A imensa admiração dos garotos pelos chefões mafiosos é mostrada de cara no filme, exatamente através da figura de Angelo DeCarlo, que todos naquela região de Nova Jersey conheciam, admiravam, respeitavam e temiam como Gyp – é o papel de Christopher Walken, e ele parece feito para interpretar don Gyp. Está à vontade no papel, parece feliz como pinto no lixo.
Gyp tinha simpatia por aqueles garotos; era assim uma espécie de santo protetor deles. Adorava a voz de Frankie – chegava a chorar ao ouvi-lo cantar as canções prediletas da mãe dele, Gyp.
Tommy foi preso várias vezes – por roubo, invasão de propriedade, coisinhas assim. Alguns de seus amigos também. Foi muito provavelmente o gosto deles pela música que acabou os afastando do chamado forte do crime. É o que mostra o filme.
No essencial, o fiel é bem fiel à verdade histórica. Mas há errinhos
Aparentemente, a história que se conta em Jersey Boys, o filme, é bem próxima do que realmente aconteceu na vida dos rapazes que viriam a formar o conjunto musical The Four Seasons. Não houve, como já foi dito, preocupação em tornar a história rósea. O espírito da coisa parece – é o que tudo indica – bem próximo da realidade. Mas não houve grande preocupação em transcrever os fatos com exatidão, com precisão, na ordem cronológica exata.
Me parece de fato isso: os autores do musical e também do roteiro quiseram ser fiéis à essência da história, ao caráter dos personagens. Essa preocupação foi maior do que os cuidados com as minudências.

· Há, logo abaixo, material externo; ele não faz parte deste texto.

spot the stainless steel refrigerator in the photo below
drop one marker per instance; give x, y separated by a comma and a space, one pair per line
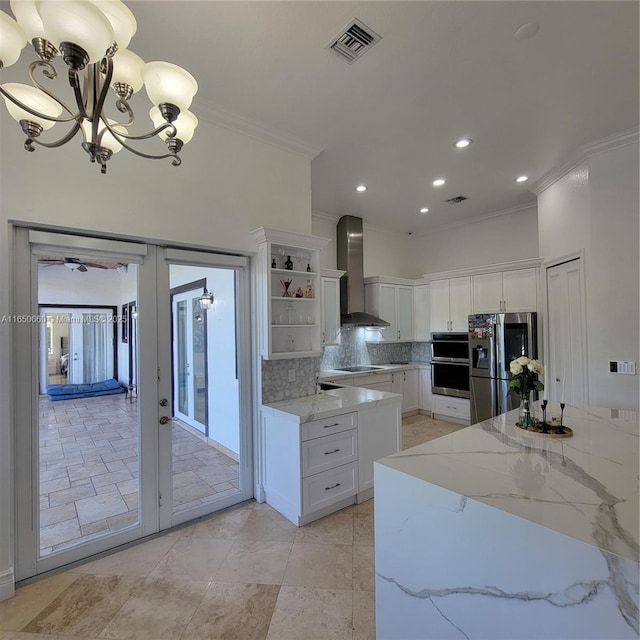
495, 339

Isso fica claro quando a gente vê as páginas de trivia e goofs – trivialidades e erros, equívocos – do filme no IMDb. Há diversos itens, mas muitos, muitos, dizendo que tal coisa não aconteceu na ordem em que aparecem no filme. Por exemplo:
* Quando canta “Walk Like a Man” no programa de TV Bandstand, o conjunto é chamado de Frankie Valli and The 4 Seasons. Isso é errado: o nome da banda só deixou de ser Four Seasons para Frankie Valli and The 4 Seasons em 1970, derpois que Tommy DeVitto e Nick Massi saíram.
* No apartamento de Bob Crewe, no final dos anos 50, aparecem, bem visíveis, LPs de platina. A entrega de discos de platina para os mais vendidos pela associação americana das gravadoras só começou em 1976.
Coisas assim – detalhinhos, coisículas.
E então aqui vão mais alguns detalhinhos.
* Lá pelas tantas, no aparelho de TV que está em uma sala qualquer, aparece, numa rapidíssima tomada, um Clint Eastwood muito, mas muito jovem. É uma imagem de Rawhide, uma série de TV de 1959.
* Na casa dos pais de Frankie pode ser vista uma foto de Frank Sinatra. Frankie sempre dizia que queria ser maior que Sinatra. Mas a informação mais sensacional vem agora: se o IMDb não estiver errado (e essa possibilidade é bem difícil), os dois Franks, o que adotou o nome artístico de Sinatra e o que adotou o nome de Valli, começaram suas carreiras cantando num night club de propriedade de Gyp de Carlo, o chefão mafioso interpretado no filme por Christopher Walken.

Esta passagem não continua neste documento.